Enfin en 1680 dans une lettre à Mère Monique des Anges qui goûtera aussi, comme nous l’avons vu, les œuvres de Thérèse d’Avila :

Mettons toute notre fortune à n’être rien et nous expérimenterons une vérité admirable, qui a donné sujet à un grand saint de l’exprimer par ces mots : « Depuis que je me suis mis à rien, j’ai trouvé que rien ne me manque »[39].

Pour l’avoir elle-même empruntée, Mère Mectilde conseillera souvent cette petite voie du rien pour apprendre à connaître Dieu.

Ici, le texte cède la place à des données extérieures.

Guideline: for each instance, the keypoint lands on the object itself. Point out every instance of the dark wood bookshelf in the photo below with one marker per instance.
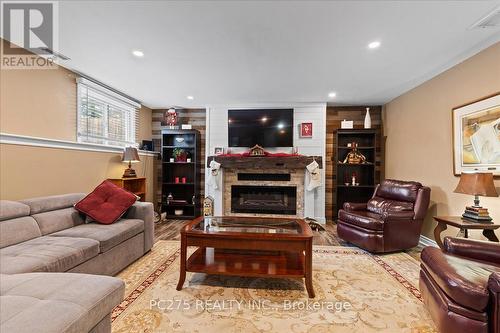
(365, 172)
(189, 141)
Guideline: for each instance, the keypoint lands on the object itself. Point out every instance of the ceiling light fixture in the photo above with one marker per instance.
(374, 44)
(138, 53)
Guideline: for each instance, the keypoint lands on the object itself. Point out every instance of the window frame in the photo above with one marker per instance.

II – Un enseignement ascétique ouvert aux grands courants de renouveau spirituel de son temps

Nous voici arrivés à la route ascétique qui nous ramène dans la France de l’Ecole française et du renouveau spirituel.

A – L’apport de la spiritualité de Pierre de Bérulle

En 1644, sous le généralat de François Bourgoing, son successeur, les Œuvres complètes de Bérulle sont publiées. Elles sont rééditées en 1657 et 1663. Nous avons retenu ici deux des caractéristiques de la spiritualité de Bérulle.

L’Incarnation, mystère d’anéantissement par amour

Le mystère de l’Incarnation du Verbe revêt une grande importance chez Mère Mectilde et elle en fait l’objet de ses conférences, dont celle-ci :

Vous êtes, ô Jésus, dès le moment de votre incarnation, l’hostie XE "hostie"  pure. (…) En vous revêtant de notre chair, vous êtes en votre Présentation dans le Temple l’hostie toute sainte, et si parfaitement sainte que vous sanctifiez tous les chrétiens qui sont hosties avec vous. Si sainte, dis-je, que vous êtes le ravissement du Père Eternel, le comble de sa joie et de sa complaisance, qui reçoit par votre Présentation une gloire infinie, parce que vous êtes la première hostie pure et sainte qui lui ait jamais été présentée [40].

L’« état et forme de servitude » du Christ fait l’objet de la réflexion de Pierre de Bérulle et il revient souvent sur l’humiliation du Verbe. Bérulle écrivait à propos de l’Incarnation du Verbe :

« [Jésus] offre ce corps en qualité d’hostie pour la gloire de son Père et pour le salut du monde. Jésus donc qui entre au monde…prend la qualité d’hostie et se présente à Lui en cet état. C’est son premier office envers Dieu… Ce premier état de Jésus est de telle importance qu’en icelui est établi la religion et la rédemption du monde » [41].

En 1693, le lendemain de Noël, Mère Mectilde dit ceci dans une conférence :

Pour concevoir quelque chose de l’abaissement où se réduit le Verbe divin, en se faisant homme et petit enfant, il faut s’élever jusqu’à sa grandeur, et regarder ce qu’il est en lui-même et dans son Père : Dieu infini comme lui, en majesté, en perfections et en sainteté. (…) Voilà donc qu’il est déterminé dans le conseil éternel que ce Verbe adorable s’incarnera pour l’honneur de son Père, pour réparer sa gloire, et enfin pour sauver les hommes [42].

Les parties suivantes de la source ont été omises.